Daar stond ik dan. De haren nog in de war, pyjama aan, de grond zakte onder mijn voeten vandaan. Perplex. “Dit kan helemaal niet! Hij moet mijn dossier verwisseld hebben!”, dacht ik. Toen ik mijn man belde die op zijn werk was, kon ik niets zeggen. Hij voelde het aan en zei: “Nee?” Ik kon enkel antwoorden ‘Jawel’.. Hij huilde van blijdschap. Daarna belde ik mijn moeder. Ook zij was zo ongelooflijk blij. Ze had ons dit zó gegund. Ik was alleen maar boos. Ik geloofde er namelijk niets van.

Aangezien we voor het weekend stonden, besloot ik op maandag een andere arts te raadplegen. Dat weekend ging zo traag. Ik zie me daar nog binnenstormen, helemaal over mijn toeren. ‘Ik wil dat je bloed prikt en kijkt of ik zwanger ben’. Die arme dokter had geen idee wat er gebeurde. Ik vertelde het hele verhaal en hij begreep me. Hij vroeg bij het labo de resultaten van de andere arts op en prikte bloed. De ochtend daarna belde hij al heel vroeg om me mee te delen dat de andere arts helemaal niet fout zat: ik was echt zwanger. De HCG-waarden stegen mooi, dus dat was een goed teken. Goed? Ik vond er niets goed aan hoor. Het zou vast en zeker een miskraam worden of misschien zelfs een buitenbaarmoederlijke zwangerschap. Eén ding stond vast: ik zou me er niet aan hechten. Het stond namelijk zwart op wit dat ik hier niet voor gemaakt ben! Amper een week later wat ik bij de dokter. Ik stortte in. “Haal het eruit! Ik ben zo ziek en waarom? Om het binnenkort te verliezen en de pijn van een miskraam ook nog erbij te nemen? Haal het er alsjeblieft uit!”, zei ik. Ze troostte me, had enorm veel begrip en zei dat de eerste echo alles wel duidelijk zou maken.
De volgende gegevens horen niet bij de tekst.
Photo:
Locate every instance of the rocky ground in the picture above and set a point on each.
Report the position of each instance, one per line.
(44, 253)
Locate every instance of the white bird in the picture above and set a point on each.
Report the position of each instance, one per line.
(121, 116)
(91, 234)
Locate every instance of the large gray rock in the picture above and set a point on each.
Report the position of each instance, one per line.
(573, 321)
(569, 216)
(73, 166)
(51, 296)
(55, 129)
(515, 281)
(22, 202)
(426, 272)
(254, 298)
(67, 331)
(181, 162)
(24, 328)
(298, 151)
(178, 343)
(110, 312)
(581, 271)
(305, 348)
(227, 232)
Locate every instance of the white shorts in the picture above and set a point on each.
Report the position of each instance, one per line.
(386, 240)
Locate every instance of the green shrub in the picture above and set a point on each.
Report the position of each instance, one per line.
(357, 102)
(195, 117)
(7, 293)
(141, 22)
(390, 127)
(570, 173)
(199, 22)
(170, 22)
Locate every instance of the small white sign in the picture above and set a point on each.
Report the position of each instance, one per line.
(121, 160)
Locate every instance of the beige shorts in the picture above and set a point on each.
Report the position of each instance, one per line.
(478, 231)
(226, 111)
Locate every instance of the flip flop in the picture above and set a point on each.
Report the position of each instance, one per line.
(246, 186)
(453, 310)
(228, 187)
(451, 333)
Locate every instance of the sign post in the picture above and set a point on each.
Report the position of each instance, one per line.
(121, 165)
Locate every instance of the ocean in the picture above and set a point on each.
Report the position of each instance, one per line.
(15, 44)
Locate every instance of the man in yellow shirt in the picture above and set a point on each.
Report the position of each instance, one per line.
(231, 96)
Ze had gelijk. Op de eerste echo werd duidelijk dat ik 7 weken ver was. Ik had nog maar 5% kans op een miskraam. Het kindje zat netjes in de baarmoeder en alles zag er gezond uit. Ik hoorde de hartslag en werd verliefd! Het leken wel twee kindjes, maar de vroedvrouw vertelde iets over een zakje dat nog zou verdwijnen. Ik kon gerust zijn. Ik had echt één kindje, één gezond kindje. Dit waren de woorden die ik nodig had. Plotseling veranderde alles. In sneltempo begon ik me te hechten. Ik doopte mijn kleintje boontje. Boontje, ons wonder. Ik was trots. Mijn lichaam had de wetenschap een schop onder hun kont gegeven. Het had mij een dienst bewezen! Tegelijk werd ik ook steeds zieker en we telden af naar de 12 weken. “Dan zal de ellende voorbij zijn”, werd me gezegd. Ik had overal pijn, van de honger en van het voortdurende braken. Bovendien ben ik twee keer van de trap gevallen door mijn lage bloeddruk.
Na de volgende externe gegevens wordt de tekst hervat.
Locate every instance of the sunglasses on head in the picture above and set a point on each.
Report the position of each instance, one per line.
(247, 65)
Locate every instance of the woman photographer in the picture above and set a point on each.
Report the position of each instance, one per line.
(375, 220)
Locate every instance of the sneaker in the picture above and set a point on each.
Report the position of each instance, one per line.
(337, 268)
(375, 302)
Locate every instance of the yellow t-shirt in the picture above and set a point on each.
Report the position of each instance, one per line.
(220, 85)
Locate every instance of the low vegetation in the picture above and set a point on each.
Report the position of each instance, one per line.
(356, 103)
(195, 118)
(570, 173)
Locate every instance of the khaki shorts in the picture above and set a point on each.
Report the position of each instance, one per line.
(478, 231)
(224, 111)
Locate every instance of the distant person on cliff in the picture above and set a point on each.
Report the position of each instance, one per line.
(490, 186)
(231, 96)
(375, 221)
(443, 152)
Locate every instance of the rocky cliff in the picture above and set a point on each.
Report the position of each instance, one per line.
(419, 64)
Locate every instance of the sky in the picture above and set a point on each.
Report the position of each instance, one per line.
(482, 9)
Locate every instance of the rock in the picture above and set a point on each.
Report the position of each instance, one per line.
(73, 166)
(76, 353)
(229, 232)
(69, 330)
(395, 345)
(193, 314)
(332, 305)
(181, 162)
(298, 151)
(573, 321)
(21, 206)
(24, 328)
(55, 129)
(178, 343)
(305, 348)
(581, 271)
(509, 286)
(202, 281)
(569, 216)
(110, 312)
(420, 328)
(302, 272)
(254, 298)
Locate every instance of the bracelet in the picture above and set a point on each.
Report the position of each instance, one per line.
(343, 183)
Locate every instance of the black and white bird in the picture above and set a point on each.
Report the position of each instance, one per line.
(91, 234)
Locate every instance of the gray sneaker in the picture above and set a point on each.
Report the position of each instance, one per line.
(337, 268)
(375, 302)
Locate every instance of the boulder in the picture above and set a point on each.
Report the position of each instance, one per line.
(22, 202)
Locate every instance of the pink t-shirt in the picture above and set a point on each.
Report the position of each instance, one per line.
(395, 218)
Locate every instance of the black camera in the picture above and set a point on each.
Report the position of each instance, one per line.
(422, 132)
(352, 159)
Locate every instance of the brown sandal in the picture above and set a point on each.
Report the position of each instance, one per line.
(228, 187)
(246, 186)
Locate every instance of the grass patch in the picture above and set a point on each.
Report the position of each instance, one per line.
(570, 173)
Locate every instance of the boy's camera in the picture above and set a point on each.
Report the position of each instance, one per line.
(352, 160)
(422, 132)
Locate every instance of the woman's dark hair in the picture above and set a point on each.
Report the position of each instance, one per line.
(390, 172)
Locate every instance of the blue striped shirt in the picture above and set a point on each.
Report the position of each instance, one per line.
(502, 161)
Toen de 12 weken echo daar eindelijk was, was de ellende nog lang niet voorbij. Integendeel, het zou dan pas echt beginnen. Op de echo zag ik een hoofdje, het lichaampje en een bolletje. De gynaecoloog keek heel serieus en ik voelde de grond weer wegzakken. Ik keek naar mijn man. Het gezicht van de gynaecoloog sprak boekdelen: we zouden boontje verliezen. Ik moest me uitkleden en tijdens de vaginale echo werd alles duidelijker. Het waren twee kindjes. We huilden van geluk! Een 1-eiige tweeling! De gynaecoloog zette onze voeten terug op de grond. “Dit is niet goed. Dit is een slechte tweeling. Jouw eitje is veel te laat gesplitst. Het is net geen Siamese tweeling”, zei hij. Angstig vroegen we of het Siamese tweeling was. “Nee”, zei hij, “maar ze zitten in één vruchtzak en delen één placenta. Een zeldzame MCMA tweeling. Dit is enorm gevaarlijk. Ze kunnen elkaar ophangen met de navelstreng, elkaars navelstreng dichtknijpen… En als één kindje sterft, dan sterft de andere meestal ook heel snel”, legde hij uit. We moesten naar het universitair ziekenhuis in Leuven. Professor Lewi zou ons vanaf nu opvolgen.